WELLINGTON, New Zealand -- Three teenagers survived 50 days adrift in a tiny boat in the South Pacific by drinking rainwater and eating raw fish and a sea gull before being rescued by a passing trawler, a senior crewman on the fishing vessel said.
The trio -- Samuel Pelesa and Filo Filo, both 15, and Edward Nasau, 14 -- had been given up for dead on their coral atoll in the Tokelau islands, where a memorial service was held for them after extensive searches failed to find them.
The boys set off Oct. 5 in their aluminum dinghy from their home island to one nearby. It's not known how they went missing, but the outboard motor on their boat may have broken down at sea.
Worried family members reported them missing and the New Zealand air force launched a sea search. No sign of the tiny boat was found.
On Wednesday, the tuna boat San Nikuna spotted a small dinghy bobbing in the open sea northeast of Fiji, with three people aboard waving frantically, said first mate Tai Fredricsen. They had drifted 800 miles from where they set out.
"We saw a small vessel, a little speedboat on our bows, and we knew it was a little weird," Fredricsen said.
The fishing boat pulled up alongside the smaller vessel and asked the teenagers if they needed any help, to which they readily replied that they did.
"All they could say was 'thank you very much for stopping,'" Fredricsen told New Zealand's National Radio on Thursday by phone from the ship. "In a physical sense, they look very physically depleted, but mentally -- very high."
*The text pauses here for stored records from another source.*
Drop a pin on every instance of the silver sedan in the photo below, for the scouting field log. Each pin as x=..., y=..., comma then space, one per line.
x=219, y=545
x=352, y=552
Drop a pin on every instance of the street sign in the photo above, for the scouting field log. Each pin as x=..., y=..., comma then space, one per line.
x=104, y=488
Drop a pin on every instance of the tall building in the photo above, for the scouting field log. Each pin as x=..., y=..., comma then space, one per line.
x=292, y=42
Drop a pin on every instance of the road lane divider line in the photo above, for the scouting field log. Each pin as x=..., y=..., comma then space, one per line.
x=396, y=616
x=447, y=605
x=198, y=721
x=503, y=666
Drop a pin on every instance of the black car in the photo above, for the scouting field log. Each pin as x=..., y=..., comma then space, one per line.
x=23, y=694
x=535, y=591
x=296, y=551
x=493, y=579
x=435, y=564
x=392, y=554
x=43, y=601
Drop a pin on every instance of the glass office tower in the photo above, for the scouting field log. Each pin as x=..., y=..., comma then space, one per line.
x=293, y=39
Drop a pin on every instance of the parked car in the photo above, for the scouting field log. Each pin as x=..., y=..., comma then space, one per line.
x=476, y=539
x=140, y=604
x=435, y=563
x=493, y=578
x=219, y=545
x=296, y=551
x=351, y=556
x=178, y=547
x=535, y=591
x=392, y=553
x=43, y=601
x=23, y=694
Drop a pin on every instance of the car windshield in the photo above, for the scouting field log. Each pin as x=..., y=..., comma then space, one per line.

The teens and their boat were hauled aboard the fishing trawler, which was on its way to Fiji today where it would deliver the trio into medical care.
Fredricsen said the boys were dehydrated, sunburned and very thin, but otherwise seemed well. The tuna boat's crew gave them small portions of fruit and fluids.
Fredricsen said the boys reported having just two coconuts with them when they set out. During their ordeal, they drank rainwater that collected in the boat and ate fish they had caught. Once, they managed to grab a sea bird that landed on the boat and they devoured that, Fredricsen said.
The rescue came not a moment too soon: Fredricsen said they had begun to drink sea water because it hadn't rained in the past few nights.
He said the waters where the teenagers were spotted are very isolated and commercial vessels rarely pass through. The San Nikuna was there trying to shorten its return journey to New Zealand.
The boys come from the atoll of Atafu, one of three that comprises the tiny Tokelau island group where 1,500 people live.
The teens were able to telephone home from the San Nikuna, where one of them spoke to his grandmother and gave them the news that they were alive.
"It's a miracle, it's a miracle," said Tanu Filo, the father of Filo Filo. "The whole village, the whole village, they were so excited and cried and they sang songs and were hugging each other. Everybody was yelling and shouting the good news."
Atafu, Nukunonu and Fakaofo, picture-perfect South Pacific islets, lie 300 miles (500 kilometers) north of Samoa, surrounded by 128 mostly uninhabited coconut palm-covered islets. The territory has a total land area of just 4.7 square miles (12.2 square kilometers).